The graduate student said Fresno police had several phone recordings from an inmate who was suspected at the time of shooting a 50-year-old man in Fresno in September 2018.
Translators at the police department couldn’t make sense of the language, so investigators turned to the linguistics department at Fresno State for help. The department said it then put Metzler on the case.
“They had someone in custody speaking what they thought at the time was a minority language,” Metzler said. “As I listened to it I realized, ‘OK, it’s not a natural language, it’s not a real language that humans normally speak. It’s some sort of code.’”
He likened it to a language game, such as Pig Latin, or Ubbi Dubbi, which was popularized in the PBS show “Zoom.”
Investigators asked Metzler if he knew what the inmate, 30-year-old Damone Mayberry, was saying in the recordings.
“And I said, ‘Well, no. But I can figure it out.’”
So he went home and started transcribing each recording and creating a formula for how he thought the language worked. He listened to the recordings for hours through a special computer program.
While Metzler did not have experience in cracking language codes, he works specifically in phonology, “which is the organization of sounds in language,” he said. “You can think of it like syntax and grammar … but instead of nouns and verbs, it’s different types of sounds and there are orders they are allowed to go in and ways they’re organized.”

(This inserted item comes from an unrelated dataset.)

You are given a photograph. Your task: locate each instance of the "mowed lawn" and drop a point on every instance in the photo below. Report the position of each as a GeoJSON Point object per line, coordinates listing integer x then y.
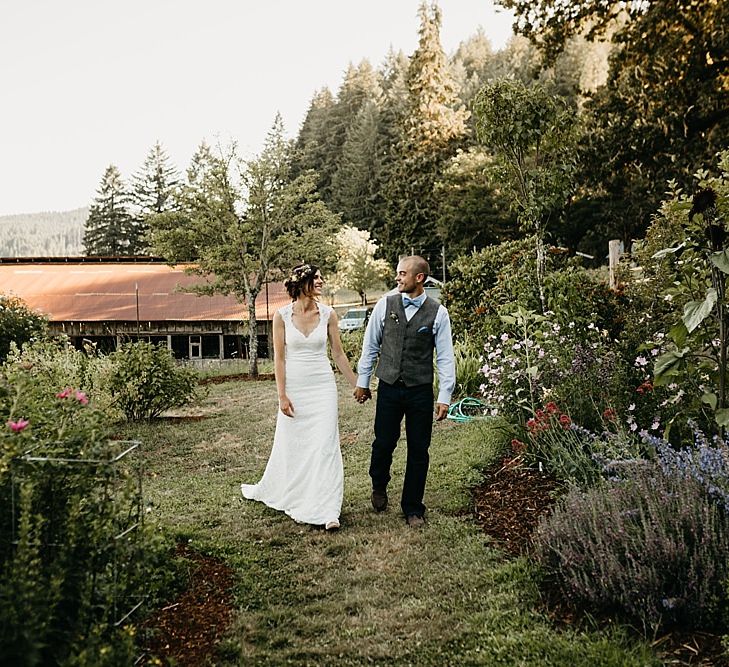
{"type": "Point", "coordinates": [376, 592]}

Mayberry could be heard speaking the code to his mother and sister, who spoke it back to him, Metzler said. He initially thought it was a language game they had made up as a family, but he later learned it was likely a prison code used to relay messages.
He said his big break came when Mayberry was having trouble saying the phrase “critica conica dishica.”
“He kept messing it up over and over and over again,” Metzler said, “and he finally just said it in plain English.”
The phrase was “critical condition.”
That phrase “had the last 10 percent of what my hypothesis was missing and now I had a direct translation for it,” he said.
It didn’t take him long to translate the rest of the information.
A few months later, the Fresno County District Attorney’s Office contacted him with about 40 hours of more recordings from Mayberry, which they wanted to use as evidence in his trial, according to Metzler.
That’s when he enlisted two of his friends, one a current linguistics student, and another a former, to help him out.
Metzler said a lot of what the trio translated was mundane.
“A lot of it was complaining about being in jail,” he said. “A lot of it was ‘the food sucks and it’s depressing.’”
There was a certain part of the recordings that did make it to the trial, which was held in fall 2019.
“He was talking to his mother and his sister and wanted them to relay to a third person an alibi,” Metzler said. “He wanted his family to tell a third person, ‘Oh, when the cops ask, tell them this is how it happened.’”
He was called to testify at the trial, which he described as “awful.”
“It was the worst job on Earth,” he said. “It’s nerve-wracking. I had to get cross-examined and that was really bad. At the end of it you’re like, maybe I don’t know what I’m talking about.”
Mayberry was convicted of murder, first degree residential robbery and assault with a firearm, according to Fresno County Superior Court records. He was sentenced on Dec. 12, 2019, to life in prison without the possibility of parole.
Metzler has traveled with Fresno State linguistics professor Chris Golston to work on projects around the country, including in North Dakota and the Southwest.
Golston calls him “a great student and a friend.”
“It’s great to see a student so interested in linguistics and in applying what he knows,” Golston said, “from documenting and preserving languages in the Great Plains, to presenting his research in conferences in Canada and England, to catching criminals in Fresno.”
During his presentation, Metzler will speak more about what he calls “hidden organization” in language.
He says there are rules that we all obey in language, but that we aren’t aware of.
“It’s there for speakers, but no one knows about it, they’re not aware of it, and it doesn’t show up in writing,” he said. “That’s what we study in linguistics — this hidden structure that no one sees.”